142nd APHA Annual Meeting and Exposition

Annual Meeting Recordings are now available for purchase

Adolescent birth: Understanding the consequences and benefits as perceived by nulliparous and parous adolescents

142nd APHA Annual Meeting and Exposition (November 15 - November 19, 2014): http://www.apha.org/events-and-meetings/annual
Monday, November 17, 2014 : 11:00 AM - 11:15 AM

Evelyn King-Marshall, PhD, MPH , Department of Behavioral Science Community Health, University of Florida, Gainesville, FL
Barbara Curbow, PhD , Department of Behavioral Science and Community Health, University of Florida, Gainesville, FL
Approximately 20% of adolescent pregnancies are planned. Although researchers have identified adolescent pregnancy risk and protective factors; there is limited insight into planned pregnancy. Utilizing explorative qualitative methods, we examined perceptions of sex, pregnancy, and teen birth among other constructs. We conducted 30 interviews and 2 focus groups with nulliparous and parous adolescents (ages 16-18 avg 17.4). Using NVIVO we conducted a thematic analysis of transcripts.  Participants were 53% AA, 66% attended HS, and 60% had one or more children. Although only one participant noted a planned pregnancy, 12/20 described ambivalent pre-pregnancy behaviors “using pills, but I wasn’t taking them like I should’ve been.”  Parenting adolescents were more likely to identify benefits to motherhood such as increased motivation, “I didn’t have anything motivating me, now I do.” Some also negated hardships, “you gonna have your work cut out, I don’t think it’s that hard.”  Most nulliparous participants couldn’t identify any substantial positive aspects of teen childbearing, but others noted possible increase in educational or personal motivation “after she had a baby, she got her GED, got into college.” Negative aspects identified by all participants included financial constraints and difficulty balancing prior responsibilities. These findings are supported in the literature and suggest standard sex-ed and increased access to birth control may have a limited effect among adolescents with ambivalent or positive feelings towards teen childbearing.  Understanding the complexities behind adolescent-maternal decision-making is a step in the right direction; however continued intervention focused on fostering positive future aspirations proves essential.

Learning Areas:

Administer health education strategies, interventions and programs
Implementation of health education strategies, interventions and programs
Social and behavioral sciences

Learning Objectives:
Differentiate between the perceived benefits and consequences of adolescent childbearing among nulliparous and parous adolescents.

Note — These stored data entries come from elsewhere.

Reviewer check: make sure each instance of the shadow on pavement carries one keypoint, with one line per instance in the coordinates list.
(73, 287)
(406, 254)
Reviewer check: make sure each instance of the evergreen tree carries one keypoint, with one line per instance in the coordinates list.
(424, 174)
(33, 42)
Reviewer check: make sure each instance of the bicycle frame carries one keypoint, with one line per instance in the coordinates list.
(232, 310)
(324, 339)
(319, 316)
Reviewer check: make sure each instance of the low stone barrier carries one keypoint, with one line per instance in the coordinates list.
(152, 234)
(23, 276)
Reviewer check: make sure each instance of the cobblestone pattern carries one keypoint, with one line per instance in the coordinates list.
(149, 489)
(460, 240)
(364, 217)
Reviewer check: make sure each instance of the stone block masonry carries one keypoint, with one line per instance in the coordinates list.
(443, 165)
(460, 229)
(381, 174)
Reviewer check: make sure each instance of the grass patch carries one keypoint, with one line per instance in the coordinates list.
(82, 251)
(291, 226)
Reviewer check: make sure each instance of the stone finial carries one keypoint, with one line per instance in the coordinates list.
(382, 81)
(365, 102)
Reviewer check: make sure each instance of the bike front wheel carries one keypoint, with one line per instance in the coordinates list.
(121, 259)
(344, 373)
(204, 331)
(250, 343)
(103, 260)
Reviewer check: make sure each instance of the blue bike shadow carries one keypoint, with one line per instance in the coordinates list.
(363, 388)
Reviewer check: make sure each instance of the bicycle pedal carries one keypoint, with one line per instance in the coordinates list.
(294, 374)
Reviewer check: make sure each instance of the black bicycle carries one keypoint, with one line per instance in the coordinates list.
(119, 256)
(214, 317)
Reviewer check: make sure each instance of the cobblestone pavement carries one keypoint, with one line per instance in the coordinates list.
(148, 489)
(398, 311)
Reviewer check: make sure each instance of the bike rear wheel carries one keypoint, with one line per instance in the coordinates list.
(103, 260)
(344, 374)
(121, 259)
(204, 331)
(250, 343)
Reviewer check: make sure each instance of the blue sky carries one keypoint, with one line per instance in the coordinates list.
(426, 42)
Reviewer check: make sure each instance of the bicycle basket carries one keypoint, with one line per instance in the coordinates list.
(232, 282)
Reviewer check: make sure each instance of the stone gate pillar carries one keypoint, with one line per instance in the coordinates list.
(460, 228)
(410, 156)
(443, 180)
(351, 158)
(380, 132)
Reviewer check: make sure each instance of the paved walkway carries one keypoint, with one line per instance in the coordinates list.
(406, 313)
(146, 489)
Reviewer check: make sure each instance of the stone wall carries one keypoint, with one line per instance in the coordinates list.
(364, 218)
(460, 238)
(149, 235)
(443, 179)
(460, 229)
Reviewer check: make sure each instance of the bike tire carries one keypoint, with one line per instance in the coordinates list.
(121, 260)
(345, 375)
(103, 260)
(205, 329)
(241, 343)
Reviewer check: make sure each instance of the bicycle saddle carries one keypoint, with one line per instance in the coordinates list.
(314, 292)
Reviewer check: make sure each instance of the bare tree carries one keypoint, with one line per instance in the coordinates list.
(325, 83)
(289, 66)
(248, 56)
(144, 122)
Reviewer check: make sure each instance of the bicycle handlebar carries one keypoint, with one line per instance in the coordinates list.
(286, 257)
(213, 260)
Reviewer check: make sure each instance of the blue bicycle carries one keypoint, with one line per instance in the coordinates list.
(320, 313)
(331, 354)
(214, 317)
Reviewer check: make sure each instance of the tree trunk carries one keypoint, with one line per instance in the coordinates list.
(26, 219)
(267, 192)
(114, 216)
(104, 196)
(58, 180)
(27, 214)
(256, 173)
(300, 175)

Presenting author's disclosure statement:

Qualified on the content I am responsible for because: I have studied and worked in adolescent, maternal and child health for 6 years. Previous to my PhD, I worked as a grant funded abstinence only program manager for two counties. Additionally I have conducted and consulted on qualitative research projects for over 5 years.
Any relevant financial relationships? No

I agree to comply with the American Public Health Association Conflict of Interest and Commercial Support Guidelines, and to disclose to the participants any off-label or experimental uses of a commercial product or service discussed in my presentation.